If you've got an IT support organisation in your company I suggest you contact them and ask them.

The reason I'm asking about the corporate network is that if you're routing over it, it's possible that idle TCP connections are being dropped. We've got a FAQ about this - see https://github.com/neutrinolabs/xrdp/wiki/Tips-and-FAQ#how-can-i-prevent-connections-being-dropped-by-my-corporate-firewall. The symptoms match your problem description.

[superbonaci]

I will try that, but I think that if I connect to a remove Windows instead of xrdp that doesn't happen. Maybe the Windows RDP server automatically does the keep alive thing, or maybe the corporate firewalls can detect something different and don't drop it?
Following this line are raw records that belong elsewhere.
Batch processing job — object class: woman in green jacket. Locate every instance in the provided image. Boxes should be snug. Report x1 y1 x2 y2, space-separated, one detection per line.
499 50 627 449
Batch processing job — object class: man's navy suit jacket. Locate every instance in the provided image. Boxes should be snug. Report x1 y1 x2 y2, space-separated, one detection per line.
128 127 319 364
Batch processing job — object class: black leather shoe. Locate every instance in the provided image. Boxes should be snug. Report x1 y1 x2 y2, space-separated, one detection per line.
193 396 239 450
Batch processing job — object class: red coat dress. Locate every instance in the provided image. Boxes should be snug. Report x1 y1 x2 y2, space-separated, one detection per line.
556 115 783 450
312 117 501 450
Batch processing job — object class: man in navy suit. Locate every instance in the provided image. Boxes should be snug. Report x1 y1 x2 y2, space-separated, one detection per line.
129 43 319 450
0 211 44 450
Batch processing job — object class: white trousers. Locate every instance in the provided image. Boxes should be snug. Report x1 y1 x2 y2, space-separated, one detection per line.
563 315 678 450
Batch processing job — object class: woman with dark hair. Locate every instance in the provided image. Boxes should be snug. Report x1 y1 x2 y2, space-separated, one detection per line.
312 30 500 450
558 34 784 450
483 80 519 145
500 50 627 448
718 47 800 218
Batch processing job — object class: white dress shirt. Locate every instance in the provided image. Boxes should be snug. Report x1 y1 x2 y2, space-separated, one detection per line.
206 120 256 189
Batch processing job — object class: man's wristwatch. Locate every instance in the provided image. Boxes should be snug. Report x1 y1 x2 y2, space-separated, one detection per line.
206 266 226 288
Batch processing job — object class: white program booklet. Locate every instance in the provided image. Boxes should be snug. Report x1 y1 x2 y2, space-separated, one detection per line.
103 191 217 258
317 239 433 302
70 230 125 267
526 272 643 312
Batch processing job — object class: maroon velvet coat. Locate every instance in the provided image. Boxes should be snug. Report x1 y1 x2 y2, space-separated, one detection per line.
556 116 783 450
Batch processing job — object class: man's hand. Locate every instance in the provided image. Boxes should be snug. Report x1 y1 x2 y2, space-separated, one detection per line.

This is the value of Computer Configuration > Administrative Templates > Windows Components > Remote Desktop Services > Remote Desktop Session Host > Connections when the remote computer is Windows 11 Pro:

Setting	State	Comment
Automatic reconnection	Not configured	No
Allow users to connect remotely by using Remote Desktop Services	Not configured	No
Deny logoff of an administrator logged in to the console session	Not configured	No
Configure keep-alive connection interval	Not configured	No
Limit number of connections	Not configured	No
Suspend user sign-in to complete app registration	Not configured	No
Set rules for remote control of Remote Desktop Services user sessions	Not configured	No
Select network detection on the server	Not configured	No
Select RDP transport protocols	Not configured	No
Restrict Remote Desktop Services users to a single Remote Desktop Services session	Not configured	No

[matt335672]

There's more traffic between a Window RDP server and a Windows RDP client as there are more features supported.